Intoppo: The Atlantic, la più importante pubblicazione rock americana, li stronca, e sarebbe importante capire a quale generazione appartenga un giornalista Usa che se ne esce definendo i brani dei Måneskin riciclati, sfacciatamente mediocri, con i loro stereotipi su realtà e falsità, passione e prodotto. Chiusura scoppiettante: l’ascesa dei Måneskin dimostra come il rock possa esplodere nello stesso modo in cui possono farlo le melodie della Disney, basta un’esposizione televisiva memorabile.

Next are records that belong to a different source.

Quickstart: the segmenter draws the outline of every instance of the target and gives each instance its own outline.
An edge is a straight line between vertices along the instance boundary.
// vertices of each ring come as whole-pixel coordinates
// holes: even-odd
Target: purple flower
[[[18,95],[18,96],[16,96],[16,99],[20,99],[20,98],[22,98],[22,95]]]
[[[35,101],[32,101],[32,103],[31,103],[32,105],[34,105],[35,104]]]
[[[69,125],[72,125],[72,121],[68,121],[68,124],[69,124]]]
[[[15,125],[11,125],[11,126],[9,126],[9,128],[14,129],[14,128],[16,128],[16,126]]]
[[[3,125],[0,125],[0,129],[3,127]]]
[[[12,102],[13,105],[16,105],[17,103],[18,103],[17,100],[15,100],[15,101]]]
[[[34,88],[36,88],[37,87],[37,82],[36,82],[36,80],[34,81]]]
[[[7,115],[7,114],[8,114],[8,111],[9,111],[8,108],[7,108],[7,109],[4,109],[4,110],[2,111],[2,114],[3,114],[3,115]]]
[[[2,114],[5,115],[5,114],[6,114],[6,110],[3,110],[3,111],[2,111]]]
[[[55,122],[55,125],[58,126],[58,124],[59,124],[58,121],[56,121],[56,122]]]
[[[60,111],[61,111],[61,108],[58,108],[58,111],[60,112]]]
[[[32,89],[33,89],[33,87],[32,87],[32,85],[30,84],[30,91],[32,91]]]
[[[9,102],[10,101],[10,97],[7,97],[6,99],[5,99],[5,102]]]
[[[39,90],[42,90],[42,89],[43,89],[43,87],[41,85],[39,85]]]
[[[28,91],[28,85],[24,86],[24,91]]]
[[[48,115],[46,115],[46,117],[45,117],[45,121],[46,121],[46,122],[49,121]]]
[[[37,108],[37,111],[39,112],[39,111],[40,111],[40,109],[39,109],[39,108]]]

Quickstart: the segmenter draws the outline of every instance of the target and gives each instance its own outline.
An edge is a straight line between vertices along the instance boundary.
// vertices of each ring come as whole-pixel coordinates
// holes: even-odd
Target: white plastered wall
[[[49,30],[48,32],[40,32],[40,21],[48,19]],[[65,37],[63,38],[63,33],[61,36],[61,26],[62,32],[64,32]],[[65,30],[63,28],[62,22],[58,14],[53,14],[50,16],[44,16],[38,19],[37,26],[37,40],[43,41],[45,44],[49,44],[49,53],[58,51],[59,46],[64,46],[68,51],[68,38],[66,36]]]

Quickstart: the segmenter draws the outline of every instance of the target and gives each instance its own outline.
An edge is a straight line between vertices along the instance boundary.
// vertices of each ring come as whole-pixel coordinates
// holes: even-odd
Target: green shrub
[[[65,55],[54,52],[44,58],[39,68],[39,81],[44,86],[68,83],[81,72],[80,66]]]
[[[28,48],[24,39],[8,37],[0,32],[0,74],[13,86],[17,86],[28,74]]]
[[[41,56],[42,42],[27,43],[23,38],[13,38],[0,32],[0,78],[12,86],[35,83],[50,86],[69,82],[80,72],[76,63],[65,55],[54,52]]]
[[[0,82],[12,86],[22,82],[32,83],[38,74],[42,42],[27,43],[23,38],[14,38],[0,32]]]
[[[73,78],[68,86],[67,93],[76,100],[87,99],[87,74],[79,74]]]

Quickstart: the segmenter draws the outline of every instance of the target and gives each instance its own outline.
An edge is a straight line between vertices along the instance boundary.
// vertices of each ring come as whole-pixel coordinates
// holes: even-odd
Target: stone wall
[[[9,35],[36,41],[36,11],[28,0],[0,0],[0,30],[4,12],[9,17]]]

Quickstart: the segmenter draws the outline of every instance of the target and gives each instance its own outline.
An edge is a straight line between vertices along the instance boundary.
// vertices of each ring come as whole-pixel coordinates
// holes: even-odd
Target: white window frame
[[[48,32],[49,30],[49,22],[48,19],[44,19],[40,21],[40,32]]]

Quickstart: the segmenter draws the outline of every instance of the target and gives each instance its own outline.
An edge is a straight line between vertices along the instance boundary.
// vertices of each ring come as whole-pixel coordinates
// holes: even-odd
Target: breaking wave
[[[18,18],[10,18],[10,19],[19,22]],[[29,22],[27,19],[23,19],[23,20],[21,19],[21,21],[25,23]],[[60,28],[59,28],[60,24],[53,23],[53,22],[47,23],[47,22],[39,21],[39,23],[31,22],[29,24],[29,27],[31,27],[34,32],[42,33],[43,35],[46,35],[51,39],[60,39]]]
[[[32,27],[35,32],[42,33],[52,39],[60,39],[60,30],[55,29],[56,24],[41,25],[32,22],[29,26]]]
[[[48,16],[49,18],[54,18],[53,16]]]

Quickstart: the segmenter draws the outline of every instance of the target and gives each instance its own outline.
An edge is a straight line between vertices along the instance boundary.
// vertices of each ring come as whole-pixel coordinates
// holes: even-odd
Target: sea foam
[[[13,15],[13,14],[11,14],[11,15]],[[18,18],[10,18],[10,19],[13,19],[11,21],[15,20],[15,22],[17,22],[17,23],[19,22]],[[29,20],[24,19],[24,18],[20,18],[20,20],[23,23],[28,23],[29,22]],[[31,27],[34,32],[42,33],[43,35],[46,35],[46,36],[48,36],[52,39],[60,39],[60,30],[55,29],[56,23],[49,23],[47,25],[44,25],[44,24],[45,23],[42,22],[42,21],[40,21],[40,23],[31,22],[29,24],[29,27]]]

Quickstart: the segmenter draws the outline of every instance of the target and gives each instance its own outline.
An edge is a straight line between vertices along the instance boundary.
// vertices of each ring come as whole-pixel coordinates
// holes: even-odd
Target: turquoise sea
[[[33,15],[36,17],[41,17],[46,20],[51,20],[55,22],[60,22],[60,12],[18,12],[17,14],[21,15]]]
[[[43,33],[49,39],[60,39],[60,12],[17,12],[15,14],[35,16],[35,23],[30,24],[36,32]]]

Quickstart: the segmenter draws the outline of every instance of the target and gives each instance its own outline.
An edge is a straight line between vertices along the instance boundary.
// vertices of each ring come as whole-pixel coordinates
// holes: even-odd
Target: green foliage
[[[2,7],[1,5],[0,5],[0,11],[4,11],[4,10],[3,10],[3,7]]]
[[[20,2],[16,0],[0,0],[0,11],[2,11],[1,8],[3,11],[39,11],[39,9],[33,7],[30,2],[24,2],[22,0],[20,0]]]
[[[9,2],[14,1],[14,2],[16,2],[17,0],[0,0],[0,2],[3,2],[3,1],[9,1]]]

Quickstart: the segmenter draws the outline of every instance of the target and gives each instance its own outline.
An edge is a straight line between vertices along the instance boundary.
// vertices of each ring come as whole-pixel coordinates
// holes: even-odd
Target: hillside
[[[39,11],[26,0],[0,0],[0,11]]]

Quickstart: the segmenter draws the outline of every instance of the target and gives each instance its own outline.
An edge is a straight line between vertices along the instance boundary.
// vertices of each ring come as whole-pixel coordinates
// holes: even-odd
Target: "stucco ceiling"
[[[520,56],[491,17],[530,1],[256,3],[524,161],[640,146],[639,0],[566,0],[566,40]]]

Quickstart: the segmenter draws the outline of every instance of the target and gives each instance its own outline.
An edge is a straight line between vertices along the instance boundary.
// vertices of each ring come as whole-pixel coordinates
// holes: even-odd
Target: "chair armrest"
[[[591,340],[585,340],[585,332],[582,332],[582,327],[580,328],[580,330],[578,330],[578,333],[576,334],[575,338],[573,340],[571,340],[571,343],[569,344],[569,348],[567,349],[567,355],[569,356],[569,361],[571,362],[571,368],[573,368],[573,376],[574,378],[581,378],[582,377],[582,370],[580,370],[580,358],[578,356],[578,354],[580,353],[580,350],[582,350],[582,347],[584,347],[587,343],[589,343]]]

Ma Spencer Kornhaber, autore dell’articolo, con quella faccia da mai giovane con occhiali critici, ha colpito i quattro romani o chiunque eserciti oltre Atlantic-o? La prima ipotesi è più probabile e fa pensare che, forse, abbiamo esagerato con la nuova comunicazione, abusando di metodi importati senza istruzioni per l’uso. E che sparare in orbita richiede una navicella e un equipaggio decente.

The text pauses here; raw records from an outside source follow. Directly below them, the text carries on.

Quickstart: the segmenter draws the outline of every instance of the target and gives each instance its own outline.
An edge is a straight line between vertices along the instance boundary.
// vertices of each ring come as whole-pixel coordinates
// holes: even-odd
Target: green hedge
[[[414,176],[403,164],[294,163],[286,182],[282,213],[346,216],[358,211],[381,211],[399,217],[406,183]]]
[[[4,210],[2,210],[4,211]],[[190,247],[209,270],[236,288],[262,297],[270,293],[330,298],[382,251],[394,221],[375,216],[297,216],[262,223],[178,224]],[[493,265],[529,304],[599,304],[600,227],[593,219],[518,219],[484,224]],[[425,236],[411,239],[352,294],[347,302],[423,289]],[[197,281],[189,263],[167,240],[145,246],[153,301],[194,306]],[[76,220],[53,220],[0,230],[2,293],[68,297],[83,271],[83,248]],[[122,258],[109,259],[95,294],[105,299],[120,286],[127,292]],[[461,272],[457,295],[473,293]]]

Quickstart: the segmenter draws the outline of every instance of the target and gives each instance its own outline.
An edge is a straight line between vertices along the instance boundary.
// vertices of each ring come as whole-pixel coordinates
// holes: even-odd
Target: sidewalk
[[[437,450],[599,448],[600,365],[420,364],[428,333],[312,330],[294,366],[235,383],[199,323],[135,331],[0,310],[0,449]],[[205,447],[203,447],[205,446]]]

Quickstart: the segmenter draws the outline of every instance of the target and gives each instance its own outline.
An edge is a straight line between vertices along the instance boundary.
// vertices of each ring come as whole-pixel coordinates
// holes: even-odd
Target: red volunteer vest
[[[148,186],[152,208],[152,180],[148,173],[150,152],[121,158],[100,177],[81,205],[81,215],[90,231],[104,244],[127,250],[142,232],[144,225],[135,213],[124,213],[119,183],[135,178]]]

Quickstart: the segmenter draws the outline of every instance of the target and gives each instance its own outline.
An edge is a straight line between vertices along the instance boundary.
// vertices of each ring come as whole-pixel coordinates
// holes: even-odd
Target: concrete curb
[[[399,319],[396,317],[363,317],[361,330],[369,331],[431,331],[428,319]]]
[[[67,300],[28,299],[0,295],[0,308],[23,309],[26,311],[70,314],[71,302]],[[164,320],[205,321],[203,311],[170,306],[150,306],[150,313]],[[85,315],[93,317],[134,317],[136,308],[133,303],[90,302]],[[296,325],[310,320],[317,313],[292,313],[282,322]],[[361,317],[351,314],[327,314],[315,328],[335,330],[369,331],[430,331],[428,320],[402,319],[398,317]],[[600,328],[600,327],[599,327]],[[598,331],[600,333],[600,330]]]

Qualche giorno fa, i francescani del Seraphicum di Roma hanno proiettato Ennio, docu-fiction su Morricone. Musicista per volere paterno, schifato dal dover suonare la tromba per mangiare, rappresenta la svolta per tanti registi i cui film sono ricordati principalmente per le sue note, che sono protagoniste (e non commenti musicali), al punto che lo stesso concetto di colonna sonora, soprattutto grazie a lui, è assurto alla dignità di musica eterna. Una biografia di due ore e mezza, normalmente, fa pentire di essere usciti di casa, ma questo no. Perché racconta l’arte sublime di trovare in un barattolo, nell’acqua, persino nella sabbia i suoni perfetti per trasformare un film in una realtà che coinvolge tutti. E perché racconta un dio dei suoni mentre si diverte a minimizzare capolavori che fra due secoli lo allineeranno ai Beethoven.

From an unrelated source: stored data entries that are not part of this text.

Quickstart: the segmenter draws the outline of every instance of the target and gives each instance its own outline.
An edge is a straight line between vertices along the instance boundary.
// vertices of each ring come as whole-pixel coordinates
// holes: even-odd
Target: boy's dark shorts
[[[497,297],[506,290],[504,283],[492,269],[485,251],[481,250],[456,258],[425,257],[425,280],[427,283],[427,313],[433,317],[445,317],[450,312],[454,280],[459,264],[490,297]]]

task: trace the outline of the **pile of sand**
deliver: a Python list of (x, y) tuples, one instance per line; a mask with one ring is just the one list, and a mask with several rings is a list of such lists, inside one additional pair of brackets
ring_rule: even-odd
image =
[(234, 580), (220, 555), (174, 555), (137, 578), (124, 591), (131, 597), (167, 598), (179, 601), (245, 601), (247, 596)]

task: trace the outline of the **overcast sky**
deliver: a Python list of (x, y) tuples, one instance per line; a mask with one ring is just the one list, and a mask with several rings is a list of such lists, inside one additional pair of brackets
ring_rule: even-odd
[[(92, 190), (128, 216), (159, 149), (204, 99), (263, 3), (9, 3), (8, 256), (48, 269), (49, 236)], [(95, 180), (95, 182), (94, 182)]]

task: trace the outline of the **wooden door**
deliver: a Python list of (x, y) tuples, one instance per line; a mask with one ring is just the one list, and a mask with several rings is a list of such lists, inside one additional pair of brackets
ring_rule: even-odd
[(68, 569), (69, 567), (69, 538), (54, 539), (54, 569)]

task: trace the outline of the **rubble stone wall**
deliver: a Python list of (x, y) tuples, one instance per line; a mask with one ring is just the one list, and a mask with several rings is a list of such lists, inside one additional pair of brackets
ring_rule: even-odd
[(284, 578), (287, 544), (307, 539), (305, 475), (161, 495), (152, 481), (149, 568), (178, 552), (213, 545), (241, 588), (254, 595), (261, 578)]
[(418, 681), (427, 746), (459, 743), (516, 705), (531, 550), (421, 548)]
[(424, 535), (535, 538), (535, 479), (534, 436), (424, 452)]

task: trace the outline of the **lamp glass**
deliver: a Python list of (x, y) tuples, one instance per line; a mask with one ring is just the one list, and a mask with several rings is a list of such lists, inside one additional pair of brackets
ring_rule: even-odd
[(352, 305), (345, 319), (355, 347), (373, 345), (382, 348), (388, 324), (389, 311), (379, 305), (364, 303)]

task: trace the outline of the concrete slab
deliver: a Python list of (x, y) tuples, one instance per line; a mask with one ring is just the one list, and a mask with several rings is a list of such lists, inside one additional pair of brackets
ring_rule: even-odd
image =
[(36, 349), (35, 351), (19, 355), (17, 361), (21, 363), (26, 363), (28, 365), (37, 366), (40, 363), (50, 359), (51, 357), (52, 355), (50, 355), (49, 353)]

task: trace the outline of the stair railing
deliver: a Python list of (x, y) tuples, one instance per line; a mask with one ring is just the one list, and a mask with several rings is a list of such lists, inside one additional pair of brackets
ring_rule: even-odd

Ci si sente in colpa per aver vissuto la sua arte, con fremiti ed emozioni, sapendo troppo poco della vita di questo genio, la cui musica è stata definita dal regista Alberto Negrin “sismografo dell’anima”. E a questo punto gli antisti hanno fin troppo materiale per esaltarsi. Non resistono al confronto pacchiano fra un immenso e il nulla-rock: per una volta si sentono in maggioranza intorno a un rogo giordanobrunesco.

Ma la conclusione è che siamo tutti in una trappola del tempo, incatenati a un turno generazionale. Dunque, costretti dalla natura a tifare per la propria epoca contro quelle precedenti e quelle successive. E a diffidare dei critici musicali agé, obbligati a fingere di apprezzare roba per loro incomprensibile. Credendosi comuni immortali.